Americans are skeptical of the CDC, Harvard poll shows

They’re more likely to trust their own nurses and doctors

Centers for Disease Control and Prevention Director Dr. Rochelle Walensky. Greg Nash/Associated Press

Amid a COVID-19 pandemic that has killed more than 580,000 people in the United States, Americans are more inclined to heed the counsel of individual doctors and nurses than they are to trust government agencies like the CDC, according to a poll from the Harvard T.H. Chan School of Public Health and Robert Wood Johnson Foundation.

The poll, released Thursday under the title “The Public’s Perspective on the United States Public Health System,” was conducted Feb. 11 to March 15, with a sample of 1,305 adults, the foundation said.

Respondents reported high confidence in health care workers for recommendations on boosting public health, with 71 percent voicing “a great deal” or “quite a lot” of trust in nurses, 67 percent trusting doctors, and 70 percent swearing by health care workers they know.

The poll found just 52 percent of respondents trust the Centers for Disease Control and Prevention, 41 percent trust state and local health departments, and a paltry 37 percent trust the Food and Drug Administration and the National Institutes of Health.

Yet the pandemic has highlighted the critical role played by the nation’s public health programs, the poll found, with 71 percent of respondents voicing support for “substantially increasing federal spending on” improving such initiatives, and 72 percent affirming that the work of public health agencies is extremely important or very important to the country’s well-being.

“We appear to be entering a new era for public health, with widespread recognition of the critical importance of public health agencies and broad public support for substantially more funding,” said Robert J. Blendon, codirector of the survey and the Richard L. Menschel Professor of Public Health and professor of health policy and political analysis emeritus at the Chan School, in a statement.
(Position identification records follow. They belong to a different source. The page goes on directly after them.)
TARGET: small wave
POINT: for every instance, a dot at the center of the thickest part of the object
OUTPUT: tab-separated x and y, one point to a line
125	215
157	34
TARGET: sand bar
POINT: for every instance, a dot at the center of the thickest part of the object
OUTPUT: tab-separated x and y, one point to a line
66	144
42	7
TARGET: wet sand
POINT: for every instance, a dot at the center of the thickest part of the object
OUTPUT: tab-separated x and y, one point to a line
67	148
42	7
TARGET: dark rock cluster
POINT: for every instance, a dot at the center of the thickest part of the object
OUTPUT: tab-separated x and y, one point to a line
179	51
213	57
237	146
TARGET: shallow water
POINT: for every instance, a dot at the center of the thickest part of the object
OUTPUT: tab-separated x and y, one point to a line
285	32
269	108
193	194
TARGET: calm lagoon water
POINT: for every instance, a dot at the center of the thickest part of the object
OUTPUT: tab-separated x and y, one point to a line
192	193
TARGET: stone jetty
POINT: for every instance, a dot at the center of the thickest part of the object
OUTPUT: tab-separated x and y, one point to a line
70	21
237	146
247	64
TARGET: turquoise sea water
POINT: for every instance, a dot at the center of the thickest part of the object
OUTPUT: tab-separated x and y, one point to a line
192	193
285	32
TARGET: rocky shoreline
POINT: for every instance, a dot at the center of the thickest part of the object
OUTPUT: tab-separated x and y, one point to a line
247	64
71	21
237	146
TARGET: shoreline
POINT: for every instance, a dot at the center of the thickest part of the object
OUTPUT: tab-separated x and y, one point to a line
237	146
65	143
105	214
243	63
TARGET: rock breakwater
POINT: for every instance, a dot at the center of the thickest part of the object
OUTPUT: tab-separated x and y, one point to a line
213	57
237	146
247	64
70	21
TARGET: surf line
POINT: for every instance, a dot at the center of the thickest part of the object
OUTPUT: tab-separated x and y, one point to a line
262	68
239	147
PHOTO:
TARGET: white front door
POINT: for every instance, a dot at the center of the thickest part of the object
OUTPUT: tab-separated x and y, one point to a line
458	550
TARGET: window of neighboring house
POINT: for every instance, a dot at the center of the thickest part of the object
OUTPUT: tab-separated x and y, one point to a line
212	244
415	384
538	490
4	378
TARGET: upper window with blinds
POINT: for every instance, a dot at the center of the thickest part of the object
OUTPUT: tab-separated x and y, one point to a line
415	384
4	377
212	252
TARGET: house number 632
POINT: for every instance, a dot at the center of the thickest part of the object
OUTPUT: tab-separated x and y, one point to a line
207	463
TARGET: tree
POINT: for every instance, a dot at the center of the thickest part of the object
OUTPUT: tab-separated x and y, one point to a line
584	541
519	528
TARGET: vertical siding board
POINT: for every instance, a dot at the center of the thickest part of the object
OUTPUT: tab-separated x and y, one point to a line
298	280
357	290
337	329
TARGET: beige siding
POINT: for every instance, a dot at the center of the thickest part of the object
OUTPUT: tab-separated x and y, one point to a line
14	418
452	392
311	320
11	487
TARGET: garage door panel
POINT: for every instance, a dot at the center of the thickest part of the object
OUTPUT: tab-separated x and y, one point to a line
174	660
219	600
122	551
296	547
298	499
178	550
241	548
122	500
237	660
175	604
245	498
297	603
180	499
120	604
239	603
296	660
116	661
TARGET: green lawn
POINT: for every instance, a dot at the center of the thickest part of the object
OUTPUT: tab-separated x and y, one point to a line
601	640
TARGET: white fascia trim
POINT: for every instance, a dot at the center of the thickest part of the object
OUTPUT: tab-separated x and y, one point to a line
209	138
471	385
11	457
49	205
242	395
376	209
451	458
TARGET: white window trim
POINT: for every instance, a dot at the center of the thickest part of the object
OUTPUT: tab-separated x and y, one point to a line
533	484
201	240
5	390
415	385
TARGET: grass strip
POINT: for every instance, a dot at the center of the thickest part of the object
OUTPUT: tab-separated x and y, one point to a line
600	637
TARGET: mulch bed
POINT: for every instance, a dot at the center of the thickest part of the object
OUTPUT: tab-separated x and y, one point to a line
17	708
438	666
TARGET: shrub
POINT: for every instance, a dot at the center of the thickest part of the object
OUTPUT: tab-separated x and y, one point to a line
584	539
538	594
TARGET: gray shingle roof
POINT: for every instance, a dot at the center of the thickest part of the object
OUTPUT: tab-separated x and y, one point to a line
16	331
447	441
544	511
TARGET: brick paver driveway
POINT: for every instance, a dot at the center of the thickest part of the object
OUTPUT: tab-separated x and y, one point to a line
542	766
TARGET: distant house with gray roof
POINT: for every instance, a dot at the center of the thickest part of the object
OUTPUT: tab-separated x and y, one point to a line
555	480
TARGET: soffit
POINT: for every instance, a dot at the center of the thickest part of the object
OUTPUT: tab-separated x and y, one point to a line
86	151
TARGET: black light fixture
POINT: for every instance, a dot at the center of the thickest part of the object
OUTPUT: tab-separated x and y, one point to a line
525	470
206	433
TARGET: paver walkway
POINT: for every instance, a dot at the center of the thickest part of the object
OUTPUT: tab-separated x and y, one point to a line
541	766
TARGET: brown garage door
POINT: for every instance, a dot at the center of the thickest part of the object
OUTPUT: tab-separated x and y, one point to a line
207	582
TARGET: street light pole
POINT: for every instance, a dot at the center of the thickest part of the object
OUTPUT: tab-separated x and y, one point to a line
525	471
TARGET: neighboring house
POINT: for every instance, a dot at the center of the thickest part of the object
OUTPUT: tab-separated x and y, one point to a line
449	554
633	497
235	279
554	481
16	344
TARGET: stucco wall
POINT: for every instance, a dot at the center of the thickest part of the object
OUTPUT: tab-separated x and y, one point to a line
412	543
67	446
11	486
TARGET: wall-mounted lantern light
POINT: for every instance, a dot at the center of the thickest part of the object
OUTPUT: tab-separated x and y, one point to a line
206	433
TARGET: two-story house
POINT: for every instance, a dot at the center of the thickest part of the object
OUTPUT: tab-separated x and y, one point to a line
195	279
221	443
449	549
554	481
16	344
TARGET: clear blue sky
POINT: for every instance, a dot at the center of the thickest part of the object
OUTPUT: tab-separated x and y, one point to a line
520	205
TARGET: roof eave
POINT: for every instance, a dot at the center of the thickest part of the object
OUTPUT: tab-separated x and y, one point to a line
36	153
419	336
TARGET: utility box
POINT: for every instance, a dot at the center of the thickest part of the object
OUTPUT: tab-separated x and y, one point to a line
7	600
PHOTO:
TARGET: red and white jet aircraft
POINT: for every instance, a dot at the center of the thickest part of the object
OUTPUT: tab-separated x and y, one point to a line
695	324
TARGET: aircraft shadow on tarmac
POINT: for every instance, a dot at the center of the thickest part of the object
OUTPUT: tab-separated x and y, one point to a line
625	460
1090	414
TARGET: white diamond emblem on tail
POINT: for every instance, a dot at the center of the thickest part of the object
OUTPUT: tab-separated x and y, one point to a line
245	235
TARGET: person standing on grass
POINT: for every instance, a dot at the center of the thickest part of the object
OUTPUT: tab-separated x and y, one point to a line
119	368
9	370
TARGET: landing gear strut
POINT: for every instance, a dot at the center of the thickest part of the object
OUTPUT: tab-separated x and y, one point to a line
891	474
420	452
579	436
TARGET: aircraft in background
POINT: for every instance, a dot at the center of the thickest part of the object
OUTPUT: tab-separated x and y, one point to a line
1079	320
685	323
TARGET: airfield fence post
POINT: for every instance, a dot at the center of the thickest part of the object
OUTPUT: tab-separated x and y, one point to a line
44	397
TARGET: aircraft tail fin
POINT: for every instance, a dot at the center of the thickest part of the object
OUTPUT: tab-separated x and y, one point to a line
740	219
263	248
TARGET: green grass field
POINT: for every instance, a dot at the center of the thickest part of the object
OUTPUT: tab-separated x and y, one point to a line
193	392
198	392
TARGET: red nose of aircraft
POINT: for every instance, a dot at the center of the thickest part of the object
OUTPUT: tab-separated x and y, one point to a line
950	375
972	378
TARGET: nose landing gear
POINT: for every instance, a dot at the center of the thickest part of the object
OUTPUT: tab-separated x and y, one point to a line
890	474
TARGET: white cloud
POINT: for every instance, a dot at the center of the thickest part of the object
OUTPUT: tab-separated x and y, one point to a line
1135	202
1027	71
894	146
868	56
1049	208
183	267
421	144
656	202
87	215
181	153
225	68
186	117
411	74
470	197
But success, Blendon continued, “requires increasing public trust in public health institutions and the perceived performance of these agencies.”

Blendon’s words were echoed by Richard E. Besser, the foundation’s president and chief executive, who also served previously as acting director of the CDC.

“Our nation’s public health system entered the pandemic underfunded and understaffed — problems that have persisted for generations — and the consequences of this underinvestment over the past year have been devastating,” Besser said in the statement.

“It is heartening that strong majorities of the American public support more substantial public health funding, which will put us in a better position to prepare for and respond to future health emergencies.”

Public health, Besser said, “must also use this moment to commit to addressing the systemic challenges to improved health and well-being — including structural racism and discrimination — that continue to consign too many people of color in this country to shorter, sicker lives.”